Allison, Nathaniel Thompson. History of Cherokee County, Kansas, and Representative Citizens. Chicago, IL: Biographical Publishing Co., 1904. Online index created by Carolyn Ward, instructor at USD 508, Baxter Springs Middle School, Baxter Springs, Kansas, and State Coordinator for The KSGenWeb Project.

Frederick W. Simkin

FREDERICK W. SIMKIN, one of the pioneer settlers of Cherokee County, and a well known and esteemed resident of Columbus, was born April 10, 1848, at Wisbech, Cambridgeshire, England, and is a son of Capt. George and Charlotte (Watson) Simkin.

Capt. George Simkin was a captain in the merchant marine of Great Britain, and followed a seafaring life until his death, which occurred about 1857. In 1858 the mother, with her three sons George Waston, Charles Edward, and Fredrick W., came to America. The family spent a few months in New York City and then moved to Leesburg, Kosciusko County, Indiana, where the mother died in 1867, aged 46 years. Both brothers of the subject of this sketch served in the Civil War.

Frederick W. Simkin attended school in Leesburg, where he continued to live until 1869, when he decided to accompany W. M. Benham, Albert Fisher and A. D. Watts to Cherokee County, Kansas. They took up adjoints claims, three of them lying side by side. Mr Simkin's land was the northwest quarter of section 25, township 32, range 23, in Ross township, three and a half miles north, and a half miles west of the center of the present city of Columbus. He improved his farm and spent about 30 years there, successfully engaged in farming and in raising of fruit and vegetables. In 1902 he removed to Columbus having leased his farm to the Fleming Coal Company, of Parsons, Kansas.

Mr. Simkin was married in Indiana, on August 7, 1869, to Mary A. Ervin, who was born in Kosciusko County, Indiana, and is a daughter of John and Mary (Harris) Ervin, who were farmers in Indiana. There the father died in 1842, aged 44 years, and the mother, in 1872, aged 59 years. Mrs. Simkin is next to the youngest in a family of eight children, viz.: John M., a resident of Ross township; Charles, who died in Indiana; Mrs. Elizabeth Kibler, of Oswego, Indiana; Mrs. Sarah Rowbotham, who died in 1878 in Indiana; Mrs. Angeline McDevitt, of Indianapolis, Indiana; William, of Ohio; Mary A. (Mrs. Simkin); and Susan, who died aged 10 years.
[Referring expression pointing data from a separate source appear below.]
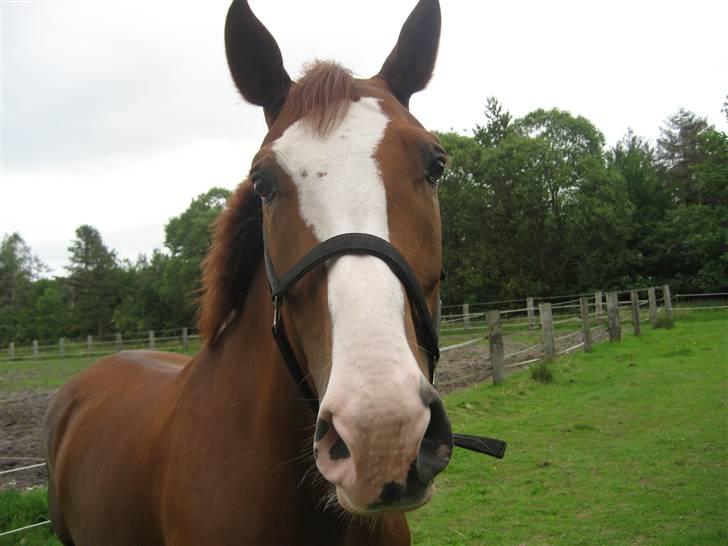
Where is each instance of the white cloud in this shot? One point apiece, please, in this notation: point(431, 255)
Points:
point(117, 114)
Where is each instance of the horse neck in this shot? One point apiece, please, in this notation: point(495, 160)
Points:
point(251, 376)
point(255, 377)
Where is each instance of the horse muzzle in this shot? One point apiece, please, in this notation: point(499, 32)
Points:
point(384, 460)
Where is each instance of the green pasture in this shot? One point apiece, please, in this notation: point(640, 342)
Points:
point(628, 445)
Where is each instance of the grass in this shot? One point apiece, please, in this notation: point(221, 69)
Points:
point(628, 445)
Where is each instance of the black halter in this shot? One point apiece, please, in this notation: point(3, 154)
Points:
point(426, 326)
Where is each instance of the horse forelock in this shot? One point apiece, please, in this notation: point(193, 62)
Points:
point(321, 98)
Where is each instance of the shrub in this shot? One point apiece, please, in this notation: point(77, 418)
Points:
point(542, 373)
point(663, 321)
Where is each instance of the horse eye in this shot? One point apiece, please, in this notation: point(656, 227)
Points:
point(436, 168)
point(264, 186)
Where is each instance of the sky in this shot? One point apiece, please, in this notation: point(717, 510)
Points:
point(118, 114)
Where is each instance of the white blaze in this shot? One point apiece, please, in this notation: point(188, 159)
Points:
point(340, 190)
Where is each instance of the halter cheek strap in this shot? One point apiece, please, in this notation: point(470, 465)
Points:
point(426, 326)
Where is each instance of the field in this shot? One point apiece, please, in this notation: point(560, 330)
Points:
point(628, 445)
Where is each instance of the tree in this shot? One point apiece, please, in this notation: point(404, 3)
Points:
point(18, 269)
point(93, 283)
point(678, 150)
point(188, 237)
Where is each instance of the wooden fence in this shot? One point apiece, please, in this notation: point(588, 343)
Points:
point(614, 309)
point(538, 313)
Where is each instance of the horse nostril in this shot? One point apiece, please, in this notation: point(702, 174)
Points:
point(331, 452)
point(436, 447)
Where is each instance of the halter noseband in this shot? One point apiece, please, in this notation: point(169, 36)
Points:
point(426, 327)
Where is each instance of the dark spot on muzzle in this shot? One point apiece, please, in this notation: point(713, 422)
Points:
point(339, 451)
point(322, 427)
point(391, 493)
point(433, 456)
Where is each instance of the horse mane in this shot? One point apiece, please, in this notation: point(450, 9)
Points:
point(321, 97)
point(228, 269)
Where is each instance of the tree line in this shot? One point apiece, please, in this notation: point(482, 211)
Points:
point(531, 206)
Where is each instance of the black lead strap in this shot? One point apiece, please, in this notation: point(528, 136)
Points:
point(426, 326)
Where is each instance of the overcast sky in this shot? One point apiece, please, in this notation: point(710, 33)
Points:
point(117, 114)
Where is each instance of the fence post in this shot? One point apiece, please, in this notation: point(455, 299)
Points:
point(634, 300)
point(585, 323)
point(668, 301)
point(615, 330)
point(653, 306)
point(495, 338)
point(598, 299)
point(547, 331)
point(531, 314)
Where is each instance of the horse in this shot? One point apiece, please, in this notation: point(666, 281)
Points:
point(329, 429)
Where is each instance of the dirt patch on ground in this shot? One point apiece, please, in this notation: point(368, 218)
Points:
point(21, 443)
point(21, 413)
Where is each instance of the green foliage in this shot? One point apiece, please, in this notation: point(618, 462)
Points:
point(18, 269)
point(18, 509)
point(665, 322)
point(537, 206)
point(92, 283)
point(542, 373)
point(530, 206)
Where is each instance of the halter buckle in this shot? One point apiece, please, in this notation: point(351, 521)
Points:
point(276, 315)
Mrs. Simkin was born May 19, 1848, and was reared in Indiana. She accompanied Mr. Simkin, after their marriage, to his pioneer home in Cherokee County. As did other brave women of that day, who like her faced drudgery, monotony and deprivations of all sorts with a courage and cheerfulness almost beyond belief, she lived through trying times, and can recall conditions and events of those early days, of the most interesting character. The eight children resulting from this marriage were as follows: Mary, born August 5, 1870, who died September 9, 1870; Jessie G., born January 31, 1872, who married I. W. Shaw, lives four miles north of Columbus, and has three children,—Fern, Thelma and Charles; Bessie, who was born March 18, 1874, and died aged 19 months; George E. who was born April 10, 1877, and died at Columbus, aged 19 years; Charles Ervin, born September 3, 1879; Nettie E., a teacher, born October 28, 1881; and Eulalia, born October 19, 1883, and Frederick W., born November 6, 1886, who are at home.

Politically Mr. Simkin has always found his ideals in the Republican party. Fraternally he is a Mason and Knight Templar, belonging to the Oswego Commandery, and was a charter member of the Knights of Pythias lodge at Columbus. Mrs. Simkin is a member of the Order of the Eastern Star, the Rebekahs and the Knights and Ladies of Security. They belong to the Presbyterian Church.